I think that; I am going to move to seattle. I feel like if I don't do something with my life.. I am going to get married. Have a family. And live in cg my entire life. cg. marriage. kids. will all be here in 5 years; six months; as long as it takes to find my way back to cg/eugene.
I love Justin. And I love my family. But for once in my life, I need to go out by my own. I have lived in Cottage Grove my entire life, and I want something more. Lately all I have been thinking about is marriage, and babies; but.. I am the only one thinking about it. Those are my wants..not Justin's.
But really am I just settling? Settling for a life of living in a rented house, driving a used car, rocking babies and living pay check to pay check. Or, do I venture out on my own. As I should have when I graduated. I feel like I have lived the last 3 years..in pause..slow motion. Something.
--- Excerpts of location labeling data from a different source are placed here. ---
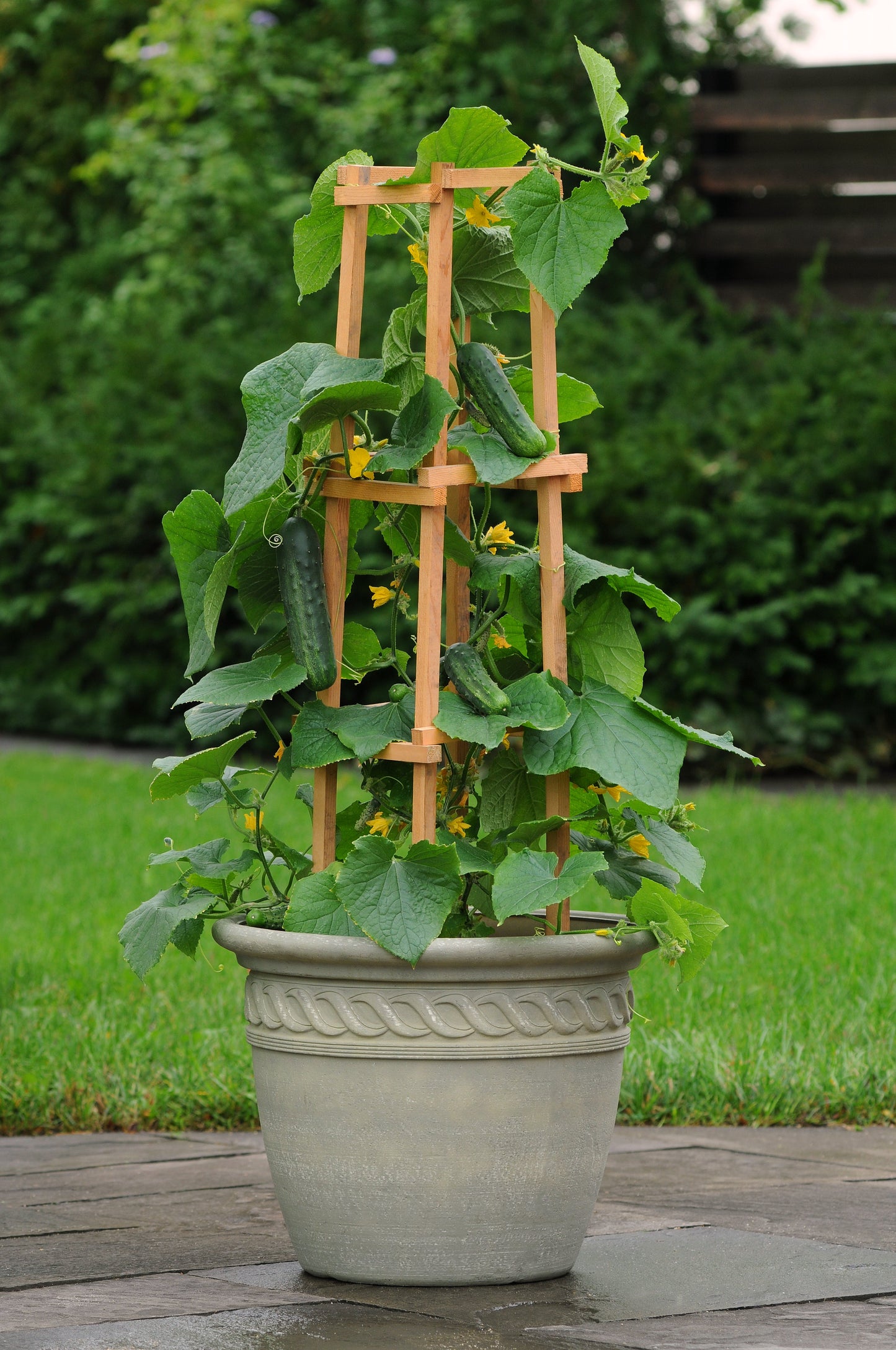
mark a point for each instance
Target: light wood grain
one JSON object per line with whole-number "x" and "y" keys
{"x": 348, "y": 318}
{"x": 371, "y": 490}
{"x": 409, "y": 754}
{"x": 378, "y": 195}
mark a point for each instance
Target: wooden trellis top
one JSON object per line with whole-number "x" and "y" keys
{"x": 441, "y": 488}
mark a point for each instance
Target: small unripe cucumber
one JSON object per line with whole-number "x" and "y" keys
{"x": 300, "y": 569}
{"x": 463, "y": 668}
{"x": 492, "y": 392}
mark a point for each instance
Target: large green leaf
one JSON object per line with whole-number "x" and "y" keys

I am ready for the next chapter. I am ready to be in seattle.Living in the city. Taking hundreds of pictures. Walking through the markets. Pictures. I want to take beautiful pictures. I want a cute apartment with pictures of the city all over my walls. Thinking about it gives me so much hope for the future. I need to be in Seattle.
I would love to be a mother. But seattle is calling me. Whispering sweet nothings in my ear. It's that piece of chocolate that I am not supposed to eat, that second white annilhaltor that I want so bad; but am too scared to get cause of those extra calories.
I am going to start looking for a job; in Seattle.